Chaperonin GroEL helps in the folding of substrate proteins under normal and stress conditions. Although it remains stable and functional during stress conditions, the quantitative estimation of stability parameters and the specific amino-acid residues playing a role in its stability are not known in sufficient detail. The reason for poor understanding is its large size, multimeric nature, and irreversible unfolding process. The X-ray crystal structure reveals that equatorial domain forms almost all intra and inter-subunit interactions for assembly of GroEL. Considering all these facts, we adopted alternate strategies to use monomeric GroEL, native GroEL and equatorial domain mutants (GroELK4E/GroELD523K/GroELD473C) to study the assembly and stability of GroEL. Loss of inter-subunit interaction involving K4 residue of one subunit and E59, I60, E61, I62 residues of adjacent subunit due to K4E mutation affect the oligomerization efficiency of GroEL subunits while the equilibrium unfolding studies on wild-type monomeric GroEL, native GroEL, and the selected mutants together demonstrate that intra-subunit interactions involving K4 and D523 of the same subunit play a critical role in the thermodynamic stability of both native and monomeric GroEL without affecting the oligomerization of subunits. The stability order between the GroELwild-type(M) and its variants is GroELwild-type(M) ≥ GroELD473C(M)˃GroELD523K(M)˃GroELK4E.

Folding and unfolding pathway of chaperonin GroEL monomer and elucidation of thermodynamic parameters.

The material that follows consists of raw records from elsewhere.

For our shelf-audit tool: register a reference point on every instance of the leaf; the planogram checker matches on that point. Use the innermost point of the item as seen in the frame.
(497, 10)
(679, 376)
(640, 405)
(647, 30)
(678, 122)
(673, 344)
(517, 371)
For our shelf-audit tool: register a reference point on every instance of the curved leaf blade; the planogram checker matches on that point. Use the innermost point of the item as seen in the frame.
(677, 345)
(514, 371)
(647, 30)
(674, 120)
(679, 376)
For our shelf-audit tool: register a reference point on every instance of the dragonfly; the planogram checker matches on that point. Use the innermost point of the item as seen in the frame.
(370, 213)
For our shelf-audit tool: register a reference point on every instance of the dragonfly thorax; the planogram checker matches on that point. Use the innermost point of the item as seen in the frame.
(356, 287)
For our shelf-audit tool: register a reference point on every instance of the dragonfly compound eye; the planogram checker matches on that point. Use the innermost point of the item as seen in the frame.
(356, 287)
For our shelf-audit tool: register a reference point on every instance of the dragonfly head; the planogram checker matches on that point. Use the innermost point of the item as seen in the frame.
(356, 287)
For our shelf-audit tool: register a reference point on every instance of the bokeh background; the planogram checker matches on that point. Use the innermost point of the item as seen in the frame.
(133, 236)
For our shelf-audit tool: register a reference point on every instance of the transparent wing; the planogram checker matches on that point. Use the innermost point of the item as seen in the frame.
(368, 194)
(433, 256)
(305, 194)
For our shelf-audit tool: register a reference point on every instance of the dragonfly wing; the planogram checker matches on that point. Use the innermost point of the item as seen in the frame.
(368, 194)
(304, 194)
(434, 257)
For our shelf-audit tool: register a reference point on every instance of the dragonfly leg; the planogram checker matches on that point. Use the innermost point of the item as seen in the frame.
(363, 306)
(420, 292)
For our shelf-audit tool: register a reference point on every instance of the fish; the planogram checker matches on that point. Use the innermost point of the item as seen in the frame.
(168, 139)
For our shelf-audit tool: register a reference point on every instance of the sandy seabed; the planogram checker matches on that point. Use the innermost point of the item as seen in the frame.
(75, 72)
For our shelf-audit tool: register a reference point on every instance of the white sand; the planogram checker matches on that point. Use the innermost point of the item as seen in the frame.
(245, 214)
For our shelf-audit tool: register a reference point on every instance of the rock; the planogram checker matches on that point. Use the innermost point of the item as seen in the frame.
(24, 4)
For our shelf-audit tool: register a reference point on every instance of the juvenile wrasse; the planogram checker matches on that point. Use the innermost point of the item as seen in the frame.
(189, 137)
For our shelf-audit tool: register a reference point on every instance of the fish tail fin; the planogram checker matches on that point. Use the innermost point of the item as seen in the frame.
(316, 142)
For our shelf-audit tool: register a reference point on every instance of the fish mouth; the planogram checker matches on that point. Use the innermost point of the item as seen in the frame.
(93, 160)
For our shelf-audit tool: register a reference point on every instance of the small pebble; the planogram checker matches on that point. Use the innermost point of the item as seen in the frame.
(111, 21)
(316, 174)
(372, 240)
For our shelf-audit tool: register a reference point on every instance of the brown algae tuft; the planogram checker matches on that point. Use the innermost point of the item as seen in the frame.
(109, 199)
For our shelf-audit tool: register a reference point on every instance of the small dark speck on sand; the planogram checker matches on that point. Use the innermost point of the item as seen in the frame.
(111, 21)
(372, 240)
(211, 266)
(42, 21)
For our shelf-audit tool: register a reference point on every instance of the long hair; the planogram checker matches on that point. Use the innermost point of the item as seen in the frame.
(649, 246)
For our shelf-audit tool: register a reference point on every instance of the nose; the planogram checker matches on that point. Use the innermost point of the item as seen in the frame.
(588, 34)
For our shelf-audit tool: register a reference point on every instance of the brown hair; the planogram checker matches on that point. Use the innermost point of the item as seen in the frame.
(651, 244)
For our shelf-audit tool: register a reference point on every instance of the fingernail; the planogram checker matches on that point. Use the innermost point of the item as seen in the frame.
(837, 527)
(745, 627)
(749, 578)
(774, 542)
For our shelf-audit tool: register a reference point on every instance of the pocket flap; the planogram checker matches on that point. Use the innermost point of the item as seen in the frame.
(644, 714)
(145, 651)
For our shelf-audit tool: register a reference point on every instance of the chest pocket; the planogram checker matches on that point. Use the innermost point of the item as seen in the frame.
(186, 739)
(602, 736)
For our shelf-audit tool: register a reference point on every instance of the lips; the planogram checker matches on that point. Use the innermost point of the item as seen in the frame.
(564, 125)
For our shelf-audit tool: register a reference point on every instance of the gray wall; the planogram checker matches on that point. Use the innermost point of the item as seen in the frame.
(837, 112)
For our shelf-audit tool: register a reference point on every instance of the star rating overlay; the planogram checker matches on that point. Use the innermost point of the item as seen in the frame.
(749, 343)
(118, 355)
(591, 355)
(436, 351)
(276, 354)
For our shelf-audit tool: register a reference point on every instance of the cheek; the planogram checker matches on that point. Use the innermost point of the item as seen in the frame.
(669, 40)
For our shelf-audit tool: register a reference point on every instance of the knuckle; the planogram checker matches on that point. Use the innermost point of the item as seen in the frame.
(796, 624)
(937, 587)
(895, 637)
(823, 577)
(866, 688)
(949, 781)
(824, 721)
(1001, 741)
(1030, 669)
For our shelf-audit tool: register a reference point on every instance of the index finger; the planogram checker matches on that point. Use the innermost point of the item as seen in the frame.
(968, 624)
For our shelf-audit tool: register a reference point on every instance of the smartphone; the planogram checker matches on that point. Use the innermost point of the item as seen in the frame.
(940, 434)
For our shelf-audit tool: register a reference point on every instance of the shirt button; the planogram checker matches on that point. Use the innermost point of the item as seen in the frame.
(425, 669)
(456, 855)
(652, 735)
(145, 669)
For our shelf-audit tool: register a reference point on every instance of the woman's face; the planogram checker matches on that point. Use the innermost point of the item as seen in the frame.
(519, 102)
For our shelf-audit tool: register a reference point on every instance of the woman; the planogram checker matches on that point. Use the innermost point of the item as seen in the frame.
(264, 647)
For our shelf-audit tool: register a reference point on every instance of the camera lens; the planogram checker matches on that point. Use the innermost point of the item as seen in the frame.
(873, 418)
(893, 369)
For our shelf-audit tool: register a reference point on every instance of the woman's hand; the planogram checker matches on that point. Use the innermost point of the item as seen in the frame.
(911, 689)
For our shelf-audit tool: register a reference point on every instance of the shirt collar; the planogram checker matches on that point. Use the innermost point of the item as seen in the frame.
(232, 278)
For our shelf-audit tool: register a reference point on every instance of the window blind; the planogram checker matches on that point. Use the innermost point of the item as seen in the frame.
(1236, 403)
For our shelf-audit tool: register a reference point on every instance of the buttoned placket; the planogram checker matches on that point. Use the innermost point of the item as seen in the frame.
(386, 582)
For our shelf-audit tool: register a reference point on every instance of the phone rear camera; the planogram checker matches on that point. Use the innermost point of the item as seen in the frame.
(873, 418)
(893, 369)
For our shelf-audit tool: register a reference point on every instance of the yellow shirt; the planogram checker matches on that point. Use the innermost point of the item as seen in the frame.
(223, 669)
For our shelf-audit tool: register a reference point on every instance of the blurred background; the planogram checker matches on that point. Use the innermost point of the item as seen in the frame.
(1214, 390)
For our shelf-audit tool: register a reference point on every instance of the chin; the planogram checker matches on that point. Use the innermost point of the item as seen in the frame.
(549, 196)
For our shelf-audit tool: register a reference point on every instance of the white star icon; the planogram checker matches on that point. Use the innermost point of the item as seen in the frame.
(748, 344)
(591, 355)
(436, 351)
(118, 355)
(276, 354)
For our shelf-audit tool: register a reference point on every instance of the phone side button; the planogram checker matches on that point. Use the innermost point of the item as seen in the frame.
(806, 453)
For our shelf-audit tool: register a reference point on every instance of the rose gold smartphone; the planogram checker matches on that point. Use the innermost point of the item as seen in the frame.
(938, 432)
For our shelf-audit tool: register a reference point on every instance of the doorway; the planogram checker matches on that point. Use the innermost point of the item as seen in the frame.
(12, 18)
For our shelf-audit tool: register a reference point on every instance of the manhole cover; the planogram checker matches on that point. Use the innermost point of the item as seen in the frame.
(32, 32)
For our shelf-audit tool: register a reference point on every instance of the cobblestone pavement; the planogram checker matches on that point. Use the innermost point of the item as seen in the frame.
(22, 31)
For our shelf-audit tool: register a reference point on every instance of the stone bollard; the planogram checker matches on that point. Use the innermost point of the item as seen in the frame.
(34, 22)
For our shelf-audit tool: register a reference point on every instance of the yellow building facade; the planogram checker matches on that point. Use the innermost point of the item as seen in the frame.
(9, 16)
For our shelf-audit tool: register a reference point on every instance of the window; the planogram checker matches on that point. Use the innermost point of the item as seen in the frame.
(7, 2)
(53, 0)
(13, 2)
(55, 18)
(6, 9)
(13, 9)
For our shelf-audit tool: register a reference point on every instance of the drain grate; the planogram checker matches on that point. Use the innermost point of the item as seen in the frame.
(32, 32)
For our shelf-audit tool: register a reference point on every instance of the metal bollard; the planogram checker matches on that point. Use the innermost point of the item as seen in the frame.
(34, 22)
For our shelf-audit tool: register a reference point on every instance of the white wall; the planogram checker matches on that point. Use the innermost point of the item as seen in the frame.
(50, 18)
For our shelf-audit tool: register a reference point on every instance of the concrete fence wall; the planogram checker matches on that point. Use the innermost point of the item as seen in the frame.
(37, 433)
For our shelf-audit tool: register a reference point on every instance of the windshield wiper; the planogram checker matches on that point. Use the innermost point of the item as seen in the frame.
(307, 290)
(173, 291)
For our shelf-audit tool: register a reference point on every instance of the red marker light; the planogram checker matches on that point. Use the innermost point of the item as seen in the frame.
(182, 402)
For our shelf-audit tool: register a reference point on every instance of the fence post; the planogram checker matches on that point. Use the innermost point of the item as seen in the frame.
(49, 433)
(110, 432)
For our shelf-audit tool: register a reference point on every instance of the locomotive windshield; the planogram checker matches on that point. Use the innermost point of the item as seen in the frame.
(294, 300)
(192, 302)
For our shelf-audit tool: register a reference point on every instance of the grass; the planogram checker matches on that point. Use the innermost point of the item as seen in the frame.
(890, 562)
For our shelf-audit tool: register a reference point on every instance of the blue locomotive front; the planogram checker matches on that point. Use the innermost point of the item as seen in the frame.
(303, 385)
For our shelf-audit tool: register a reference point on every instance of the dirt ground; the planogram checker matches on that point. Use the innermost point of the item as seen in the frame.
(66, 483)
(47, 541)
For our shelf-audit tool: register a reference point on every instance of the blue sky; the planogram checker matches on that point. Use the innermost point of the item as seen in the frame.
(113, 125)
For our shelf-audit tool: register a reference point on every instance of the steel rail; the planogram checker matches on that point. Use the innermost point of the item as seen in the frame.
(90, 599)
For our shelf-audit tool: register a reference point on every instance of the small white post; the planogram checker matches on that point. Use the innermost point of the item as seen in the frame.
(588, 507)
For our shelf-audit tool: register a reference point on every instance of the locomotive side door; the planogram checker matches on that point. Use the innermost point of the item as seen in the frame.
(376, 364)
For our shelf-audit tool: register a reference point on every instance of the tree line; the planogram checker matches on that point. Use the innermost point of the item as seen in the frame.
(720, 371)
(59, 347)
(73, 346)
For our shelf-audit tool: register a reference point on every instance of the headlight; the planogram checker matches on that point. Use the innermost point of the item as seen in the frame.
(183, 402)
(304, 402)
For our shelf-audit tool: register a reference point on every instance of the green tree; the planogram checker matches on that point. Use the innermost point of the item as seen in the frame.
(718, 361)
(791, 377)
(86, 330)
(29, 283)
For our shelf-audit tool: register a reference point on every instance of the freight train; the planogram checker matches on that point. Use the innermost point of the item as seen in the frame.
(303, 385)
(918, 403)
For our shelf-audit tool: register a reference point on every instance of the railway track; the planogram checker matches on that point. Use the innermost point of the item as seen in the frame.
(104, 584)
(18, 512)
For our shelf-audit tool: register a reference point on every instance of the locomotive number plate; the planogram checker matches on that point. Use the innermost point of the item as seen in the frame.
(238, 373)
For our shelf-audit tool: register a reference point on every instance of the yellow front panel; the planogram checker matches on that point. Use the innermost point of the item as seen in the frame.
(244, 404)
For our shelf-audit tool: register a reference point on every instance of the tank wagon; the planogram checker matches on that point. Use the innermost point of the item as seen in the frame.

The conformation and thermodynamic stability of monomeric GroEL were studied by CD and fluorescence spectroscopy. GroEL denaturation with urea and dilution in buffer leads to formation of a folded GroEL monomer. The monomeric nature of this protein was verified by size-exclusion chromatography and native PAGE. It has a well-defined secondary and tertiary structure, folding activity (prevention of aggregation) for substrate protein and is resistant to proteolysis. Being a properly folded and reversibly refoldable, monomeric GroEL is amenable for the study of thermodynamic stability by unfolding transition methods. We present the equilibrium unfolding of monomeric GroEL as studied by urea and heat mediated unfolding processes. The urea mediated unfolding shows two transitions and a single transition in the heat mediated unfolding process. In the case of thermal unfolding, some residual structure unfolds at a higher temperature (70-75°C). The process of folding/unfolding is reversible in both cases. Analysis of folding/unfolding data provides a measure of ΔGNUH2O, Tm, ΔHvan and ΔSvan of monomeric GroEL. The thermodynamic stability parameter ΔGNUH2O is similar with both CD and intrinsic fluorescence i.e. 7.10±1.0kcal/mol. The calculated Tm, ΔHvan and ΔSvan from the thermal unfolding transition is 46±0.5°C, 43.3±0.1kcal/mol and 143.9±0.1cal/mol/k respectively.